The risk factors contained in the Preliminary Prospectus should not be construed as exhaustive and should be read with the other cautionary statements in the Preliminary Prospectus. Although we have attempted to identify important risk factors, there may be other risk factors not presently known to us or that we presently believe are not material that could also cause actual results and developments to differ materially from those made in or suggested by the forward-looking statements contained in the Preliminary Prospectus or this presentation. If any of the these risks materialize, or if any of the above assumptions underlying forward-looking statements prove incorrect, actual results and developments may differ materially from those made in or suggested by the forward-looking statements contained in the Preliminary Prospectus or this presentation. Given these risks and uncertainties, you are cautioned not to place undue reliance on these forward-looking statements. Any forward-looking statement in this presentation is made as of the date of the Preliminary Prospectus, and, except as required by law, we undertake no obligation to update any forward-looking statements or to publicly announce the results of any revisions to any of those statements to reflect future events or developments. Comparisons of results for current and any prior periods are not intended to express any future trends or indications of future performance, unless specifically expressed as such, and should only be viewed as historical data.
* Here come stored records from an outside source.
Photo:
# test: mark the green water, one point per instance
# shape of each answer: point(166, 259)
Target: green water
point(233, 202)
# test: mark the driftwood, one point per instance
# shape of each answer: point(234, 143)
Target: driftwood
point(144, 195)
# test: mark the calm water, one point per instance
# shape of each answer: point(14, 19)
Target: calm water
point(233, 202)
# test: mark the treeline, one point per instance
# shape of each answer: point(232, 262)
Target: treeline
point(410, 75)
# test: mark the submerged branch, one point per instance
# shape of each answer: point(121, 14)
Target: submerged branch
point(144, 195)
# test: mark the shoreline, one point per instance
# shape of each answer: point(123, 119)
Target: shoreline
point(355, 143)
United States Securities Laws

The securities being offered have not been, nor will they be, registered under the United States Securities Act of 1933, as amended (the “ U.S. Securities Act ”), or applicable state securities laws, and may not be offered or sold to, or for the account or benefit of, persons in the United States or U.S. person absent registration or an applicable exemption from the registration requirements. This presentation shall not constitute an offer to sell or the solicitation of an offer to buy nor shall there be any sale of the securities in any jurisdiction in which such offer, solicitation or sale would be unlawful. “United States” and “U.S. person” shall have the meanings assigned to them in Regulation S under the U.S. Securities Act.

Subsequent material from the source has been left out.